However, it turns out trying calculate the impact of relative price changes over time is very tricky indeed, and many economists disagree with Baily and Bosworth’s calculations.
Responding to the criticisms, Baily - who was chief of the Council of Economic Advisers for the final year and a half of the Clinton administration - emailed the following to Fox:
"The share of nominal value added created in manufacturing has declined steadily. Because the relative price of manufactured goods has declined, the real value added share has not declined in the same way. That was the basic story we wanted to tell, and holds up. Saying the real share is constant may be an overstatement."
He added: "Close to the base year, the comparison of real value added is fine. As you get away from the base year, the calculation goes off, as you point out. I am not sure there is a good way to remedy that problem."

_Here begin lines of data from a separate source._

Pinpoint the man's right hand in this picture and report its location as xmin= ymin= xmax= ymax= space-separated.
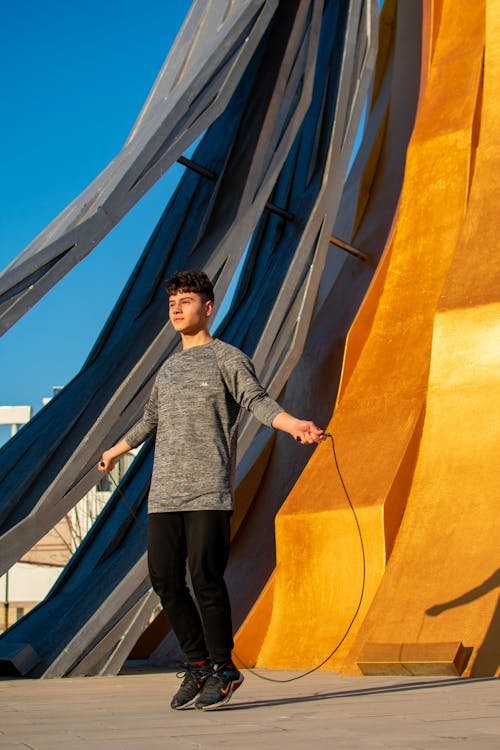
xmin=97 ymin=439 xmax=133 ymax=473
xmin=98 ymin=451 xmax=116 ymax=473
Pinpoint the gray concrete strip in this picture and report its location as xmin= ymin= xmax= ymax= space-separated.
xmin=0 ymin=671 xmax=498 ymax=749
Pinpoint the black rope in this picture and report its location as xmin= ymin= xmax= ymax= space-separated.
xmin=105 ymin=471 xmax=148 ymax=537
xmin=231 ymin=434 xmax=366 ymax=682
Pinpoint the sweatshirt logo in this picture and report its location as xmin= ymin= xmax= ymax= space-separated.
xmin=201 ymin=381 xmax=209 ymax=387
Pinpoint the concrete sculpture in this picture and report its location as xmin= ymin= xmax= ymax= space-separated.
xmin=1 ymin=0 xmax=496 ymax=680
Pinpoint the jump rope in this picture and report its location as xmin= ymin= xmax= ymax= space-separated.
xmin=100 ymin=432 xmax=366 ymax=683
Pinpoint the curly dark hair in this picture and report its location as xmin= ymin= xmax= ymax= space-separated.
xmin=164 ymin=270 xmax=214 ymax=303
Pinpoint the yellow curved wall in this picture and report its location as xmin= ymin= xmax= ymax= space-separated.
xmin=236 ymin=0 xmax=498 ymax=676
xmin=342 ymin=0 xmax=499 ymax=677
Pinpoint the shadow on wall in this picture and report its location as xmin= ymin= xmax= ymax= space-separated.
xmin=426 ymin=569 xmax=500 ymax=677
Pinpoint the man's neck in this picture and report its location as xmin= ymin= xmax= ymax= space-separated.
xmin=181 ymin=331 xmax=214 ymax=350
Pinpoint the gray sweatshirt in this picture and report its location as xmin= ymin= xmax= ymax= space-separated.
xmin=124 ymin=338 xmax=283 ymax=513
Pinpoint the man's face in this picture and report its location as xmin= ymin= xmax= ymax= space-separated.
xmin=168 ymin=290 xmax=213 ymax=334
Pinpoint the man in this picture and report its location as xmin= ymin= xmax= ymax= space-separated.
xmin=99 ymin=269 xmax=325 ymax=710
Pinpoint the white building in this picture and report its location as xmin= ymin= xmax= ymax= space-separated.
xmin=0 ymin=394 xmax=137 ymax=632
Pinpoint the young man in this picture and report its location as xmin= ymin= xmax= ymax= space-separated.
xmin=98 ymin=269 xmax=325 ymax=710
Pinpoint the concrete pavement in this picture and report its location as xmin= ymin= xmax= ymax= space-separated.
xmin=0 ymin=669 xmax=498 ymax=749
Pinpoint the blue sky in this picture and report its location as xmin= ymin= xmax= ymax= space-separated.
xmin=0 ymin=1 xmax=193 ymax=442
xmin=0 ymin=1 xmax=375 ymax=446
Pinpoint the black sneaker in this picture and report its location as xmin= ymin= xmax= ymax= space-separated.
xmin=194 ymin=662 xmax=244 ymax=710
xmin=170 ymin=660 xmax=211 ymax=710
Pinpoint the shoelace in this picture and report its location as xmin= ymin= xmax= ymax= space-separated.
xmin=175 ymin=662 xmax=209 ymax=684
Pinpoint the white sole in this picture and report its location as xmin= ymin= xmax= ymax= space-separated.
xmin=171 ymin=690 xmax=203 ymax=710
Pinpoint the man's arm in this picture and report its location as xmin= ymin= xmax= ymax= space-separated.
xmin=219 ymin=348 xmax=326 ymax=444
xmin=97 ymin=372 xmax=159 ymax=473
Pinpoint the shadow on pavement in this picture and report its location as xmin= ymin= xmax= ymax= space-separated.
xmin=224 ymin=675 xmax=498 ymax=711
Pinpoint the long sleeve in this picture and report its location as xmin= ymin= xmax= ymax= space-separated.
xmin=124 ymin=372 xmax=159 ymax=448
xmin=217 ymin=347 xmax=283 ymax=428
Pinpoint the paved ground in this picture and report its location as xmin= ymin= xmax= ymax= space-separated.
xmin=0 ymin=670 xmax=498 ymax=749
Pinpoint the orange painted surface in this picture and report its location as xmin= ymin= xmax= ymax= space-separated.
xmin=342 ymin=0 xmax=499 ymax=677
xmin=233 ymin=574 xmax=275 ymax=670
xmin=236 ymin=0 xmax=498 ymax=675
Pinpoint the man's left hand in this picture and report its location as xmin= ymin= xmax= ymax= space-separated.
xmin=292 ymin=419 xmax=326 ymax=445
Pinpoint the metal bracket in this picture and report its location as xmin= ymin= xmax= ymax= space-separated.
xmin=177 ymin=157 xmax=296 ymax=222
xmin=329 ymin=235 xmax=371 ymax=262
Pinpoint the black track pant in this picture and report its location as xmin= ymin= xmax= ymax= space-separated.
xmin=147 ymin=510 xmax=233 ymax=663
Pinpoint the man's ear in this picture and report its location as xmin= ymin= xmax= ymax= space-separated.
xmin=205 ymin=299 xmax=214 ymax=317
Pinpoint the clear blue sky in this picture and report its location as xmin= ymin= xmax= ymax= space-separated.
xmin=0 ymin=1 xmax=193 ymax=442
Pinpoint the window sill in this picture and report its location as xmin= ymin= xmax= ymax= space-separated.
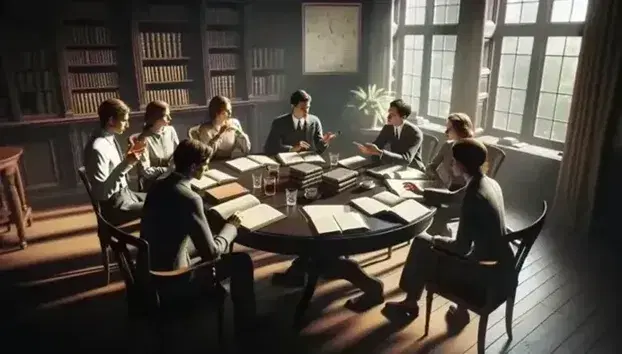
xmin=359 ymin=123 xmax=563 ymax=162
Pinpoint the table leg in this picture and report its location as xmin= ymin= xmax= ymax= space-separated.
xmin=3 ymin=170 xmax=27 ymax=249
xmin=293 ymin=268 xmax=319 ymax=329
xmin=15 ymin=167 xmax=32 ymax=226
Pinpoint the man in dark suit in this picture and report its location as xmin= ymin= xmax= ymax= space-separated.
xmin=384 ymin=138 xmax=514 ymax=321
xmin=357 ymin=99 xmax=425 ymax=170
xmin=84 ymin=98 xmax=147 ymax=225
xmin=263 ymin=90 xmax=337 ymax=155
xmin=140 ymin=139 xmax=256 ymax=338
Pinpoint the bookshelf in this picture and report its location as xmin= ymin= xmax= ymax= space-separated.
xmin=249 ymin=47 xmax=286 ymax=100
xmin=135 ymin=2 xmax=202 ymax=109
xmin=14 ymin=49 xmax=60 ymax=117
xmin=203 ymin=1 xmax=245 ymax=101
xmin=63 ymin=1 xmax=120 ymax=116
xmin=0 ymin=57 xmax=11 ymax=121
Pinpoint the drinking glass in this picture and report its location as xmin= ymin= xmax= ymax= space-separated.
xmin=329 ymin=152 xmax=339 ymax=167
xmin=304 ymin=186 xmax=318 ymax=199
xmin=263 ymin=176 xmax=276 ymax=196
xmin=267 ymin=165 xmax=280 ymax=180
xmin=252 ymin=172 xmax=262 ymax=189
xmin=285 ymin=188 xmax=298 ymax=206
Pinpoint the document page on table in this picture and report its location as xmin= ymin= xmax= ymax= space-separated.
xmin=210 ymin=194 xmax=260 ymax=219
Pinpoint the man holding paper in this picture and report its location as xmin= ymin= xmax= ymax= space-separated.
xmin=141 ymin=139 xmax=257 ymax=338
xmin=83 ymin=98 xmax=147 ymax=224
xmin=355 ymin=99 xmax=425 ymax=170
xmin=263 ymin=90 xmax=337 ymax=155
xmin=384 ymin=139 xmax=514 ymax=323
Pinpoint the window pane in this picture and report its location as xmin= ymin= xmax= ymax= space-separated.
xmin=433 ymin=0 xmax=461 ymax=25
xmin=405 ymin=0 xmax=427 ymax=25
xmin=401 ymin=35 xmax=425 ymax=113
xmin=493 ymin=36 xmax=533 ymax=133
xmin=534 ymin=36 xmax=582 ymax=142
xmin=551 ymin=0 xmax=589 ymax=23
xmin=504 ymin=0 xmax=539 ymax=24
xmin=427 ymin=35 xmax=457 ymax=119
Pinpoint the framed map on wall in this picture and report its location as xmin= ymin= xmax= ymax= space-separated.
xmin=302 ymin=3 xmax=361 ymax=75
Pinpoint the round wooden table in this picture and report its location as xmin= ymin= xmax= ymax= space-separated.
xmin=0 ymin=147 xmax=32 ymax=249
xmin=206 ymin=158 xmax=435 ymax=325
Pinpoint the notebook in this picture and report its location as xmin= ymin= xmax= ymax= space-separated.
xmin=276 ymin=151 xmax=326 ymax=165
xmin=302 ymin=205 xmax=369 ymax=235
xmin=367 ymin=164 xmax=428 ymax=179
xmin=210 ymin=194 xmax=286 ymax=231
xmin=204 ymin=182 xmax=249 ymax=204
xmin=350 ymin=191 xmax=430 ymax=223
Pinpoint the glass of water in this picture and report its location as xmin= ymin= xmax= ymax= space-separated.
xmin=263 ymin=176 xmax=276 ymax=196
xmin=285 ymin=188 xmax=298 ymax=206
xmin=267 ymin=164 xmax=280 ymax=181
xmin=329 ymin=152 xmax=339 ymax=167
xmin=252 ymin=172 xmax=262 ymax=189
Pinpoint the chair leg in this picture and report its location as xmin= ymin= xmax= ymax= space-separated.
xmin=102 ymin=245 xmax=111 ymax=284
xmin=477 ymin=314 xmax=489 ymax=354
xmin=387 ymin=246 xmax=393 ymax=259
xmin=505 ymin=295 xmax=515 ymax=340
xmin=424 ymin=291 xmax=433 ymax=336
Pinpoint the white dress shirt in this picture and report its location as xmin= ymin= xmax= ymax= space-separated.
xmin=394 ymin=122 xmax=405 ymax=140
xmin=138 ymin=125 xmax=179 ymax=180
xmin=85 ymin=130 xmax=134 ymax=201
xmin=292 ymin=115 xmax=307 ymax=130
xmin=196 ymin=118 xmax=251 ymax=158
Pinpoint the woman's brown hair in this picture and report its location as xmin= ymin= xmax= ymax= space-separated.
xmin=447 ymin=112 xmax=474 ymax=139
xmin=143 ymin=100 xmax=169 ymax=130
xmin=207 ymin=95 xmax=231 ymax=124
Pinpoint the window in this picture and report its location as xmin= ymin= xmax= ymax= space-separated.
xmin=395 ymin=0 xmax=460 ymax=123
xmin=488 ymin=0 xmax=588 ymax=148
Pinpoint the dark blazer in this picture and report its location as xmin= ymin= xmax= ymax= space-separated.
xmin=434 ymin=174 xmax=515 ymax=265
xmin=263 ymin=113 xmax=328 ymax=155
xmin=372 ymin=120 xmax=425 ymax=170
xmin=140 ymin=172 xmax=237 ymax=271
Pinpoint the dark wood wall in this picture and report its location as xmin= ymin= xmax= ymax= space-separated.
xmin=0 ymin=0 xmax=372 ymax=204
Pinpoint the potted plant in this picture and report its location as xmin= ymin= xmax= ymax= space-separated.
xmin=346 ymin=84 xmax=394 ymax=128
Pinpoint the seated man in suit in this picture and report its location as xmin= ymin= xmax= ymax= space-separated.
xmin=140 ymin=139 xmax=256 ymax=338
xmin=357 ymin=99 xmax=425 ymax=170
xmin=84 ymin=98 xmax=147 ymax=224
xmin=384 ymin=138 xmax=514 ymax=321
xmin=263 ymin=89 xmax=337 ymax=155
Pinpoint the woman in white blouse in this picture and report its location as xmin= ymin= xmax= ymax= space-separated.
xmin=135 ymin=100 xmax=179 ymax=190
xmin=191 ymin=95 xmax=251 ymax=158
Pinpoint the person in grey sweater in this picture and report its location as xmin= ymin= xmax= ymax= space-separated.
xmin=140 ymin=139 xmax=256 ymax=337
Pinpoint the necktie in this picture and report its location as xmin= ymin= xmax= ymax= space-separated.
xmin=297 ymin=120 xmax=303 ymax=131
xmin=394 ymin=127 xmax=399 ymax=140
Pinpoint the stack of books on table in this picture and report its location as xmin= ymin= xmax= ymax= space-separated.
xmin=289 ymin=163 xmax=323 ymax=189
xmin=321 ymin=167 xmax=358 ymax=195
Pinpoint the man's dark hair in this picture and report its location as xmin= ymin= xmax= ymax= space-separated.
xmin=452 ymin=138 xmax=488 ymax=176
xmin=290 ymin=90 xmax=311 ymax=106
xmin=389 ymin=99 xmax=412 ymax=118
xmin=173 ymin=139 xmax=213 ymax=174
xmin=97 ymin=98 xmax=130 ymax=128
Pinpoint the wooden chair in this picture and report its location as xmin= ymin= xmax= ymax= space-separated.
xmin=423 ymin=201 xmax=548 ymax=354
xmin=101 ymin=211 xmax=226 ymax=349
xmin=484 ymin=143 xmax=506 ymax=179
xmin=78 ymin=167 xmax=139 ymax=284
xmin=188 ymin=125 xmax=201 ymax=140
xmin=422 ymin=133 xmax=440 ymax=165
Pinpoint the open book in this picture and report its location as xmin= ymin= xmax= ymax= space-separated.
xmin=338 ymin=155 xmax=372 ymax=170
xmin=350 ymin=191 xmax=430 ymax=223
xmin=190 ymin=169 xmax=237 ymax=191
xmin=247 ymin=155 xmax=279 ymax=167
xmin=225 ymin=157 xmax=262 ymax=173
xmin=367 ymin=164 xmax=428 ymax=179
xmin=209 ymin=194 xmax=286 ymax=231
xmin=384 ymin=179 xmax=425 ymax=200
xmin=302 ymin=205 xmax=370 ymax=235
xmin=276 ymin=151 xmax=325 ymax=165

Fox also notes that a lot of recent growth in US manufacturing output can be explained by the arcane way that increasing capabilities for computers and other electronics are calculated, which shows much higher growth than the actual number of such units that were produced.
Fox himself says this: "Manufacturing isn't going away, but its share of the economy is in no meaningful sense the same now as it was in the 1960s."
So the upshot to SCDigest: Apparently no one can calculate it for sure, but manufacturing’s impact on the US economy may be more a little steady than some measures suggest, or at minimum it has not declined quite as precipitously as its share of domestic GDP indicates. But no one is exactly sure. Which is why they call economics the "dismal science."